Trójka|Salon polityczny Trójki
"Premier miał użyć gorącej linii, spectelefonu?"
2013-01-04, 08:01 | aktualizacja 2016-11-29, 11:11
Członkowie komisji do spraw służb specjalnych skrytykowali premiera za nieskonsultowanie decyzji o przyjęciu dymisji szefa ABW ze speckomisją.
Posłuchaj
Jak podkreśla gość "Salonu politycznego Trójki" członek komisji do spraw służb specjalnych Elżbieta Radziszewska z PO Donald Tusk postąpił zgodnie z prawem. - Sprawą komisji nie jest wchodzenie w buty rządu.

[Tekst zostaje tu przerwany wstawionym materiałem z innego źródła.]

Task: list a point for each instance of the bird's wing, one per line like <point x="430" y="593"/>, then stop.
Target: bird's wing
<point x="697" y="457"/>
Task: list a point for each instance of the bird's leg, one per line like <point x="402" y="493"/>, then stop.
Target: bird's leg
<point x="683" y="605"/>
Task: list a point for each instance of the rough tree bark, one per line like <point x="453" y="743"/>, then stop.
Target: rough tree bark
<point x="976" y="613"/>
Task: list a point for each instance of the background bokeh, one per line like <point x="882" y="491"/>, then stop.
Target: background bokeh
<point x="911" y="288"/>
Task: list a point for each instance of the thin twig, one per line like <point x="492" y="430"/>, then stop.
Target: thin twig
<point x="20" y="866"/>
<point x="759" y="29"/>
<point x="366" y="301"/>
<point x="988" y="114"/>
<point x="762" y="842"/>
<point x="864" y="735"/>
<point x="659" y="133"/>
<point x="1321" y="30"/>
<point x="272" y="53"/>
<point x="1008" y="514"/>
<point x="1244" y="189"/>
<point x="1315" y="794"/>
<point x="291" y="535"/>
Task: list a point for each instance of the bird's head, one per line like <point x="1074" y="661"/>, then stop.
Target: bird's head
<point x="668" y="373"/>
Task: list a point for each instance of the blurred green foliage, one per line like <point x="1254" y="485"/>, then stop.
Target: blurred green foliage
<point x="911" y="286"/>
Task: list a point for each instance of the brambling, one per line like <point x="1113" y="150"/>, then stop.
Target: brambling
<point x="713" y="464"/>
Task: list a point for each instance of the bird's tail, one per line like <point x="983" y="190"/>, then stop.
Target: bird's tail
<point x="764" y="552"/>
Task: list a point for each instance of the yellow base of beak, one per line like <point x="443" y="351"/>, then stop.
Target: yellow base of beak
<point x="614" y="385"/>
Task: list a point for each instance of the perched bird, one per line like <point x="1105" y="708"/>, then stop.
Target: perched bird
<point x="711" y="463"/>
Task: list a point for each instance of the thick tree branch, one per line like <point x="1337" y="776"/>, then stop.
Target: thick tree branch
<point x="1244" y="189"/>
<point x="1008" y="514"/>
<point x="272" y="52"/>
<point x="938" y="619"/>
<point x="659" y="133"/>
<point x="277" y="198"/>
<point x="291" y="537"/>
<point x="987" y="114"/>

Komisja nie jest kolegium rządowym - ocenia Radziszewska. Zdaniem gościa Trójki pewnie członkowie speckomisji chcieliby, by premier zadzwonił do nich korzystając z "gorącej linii, spectelefonu" zaraz po tym jak Krzysztof Bondaryk poinformował go o swojej decyzji, ale "bez przesady".
W opinii Radziszewskiej Bondaryk był dobrym szefem Agencji Bezpieczeństwa Wewnętrznego. Podkreśla, że jej jest osobiście "szkoda", że podał się do dymisji. Bondaryk - jak poinformował premier - jako powód swojego odejścia podał, że nie zgadza się z planowanymi w ABW reformami. Zdaniem gościa "Salonu politycznego Trójki" dobrze, że zaczynamy dyskusję na temat służb specjalnych. W jej ocenie należy dyskutować o tym, jakie działania podjąć, by przystosować działalność służb do zmieniającej się rzeczywistości. - Nikt nie mówi o rozmontowywaniu działalności służb. Nikt nie chce likwidować ABW - podkreśla.
Wysłuchaj całej audycji!
Rozmawiała Beata Michniewicz.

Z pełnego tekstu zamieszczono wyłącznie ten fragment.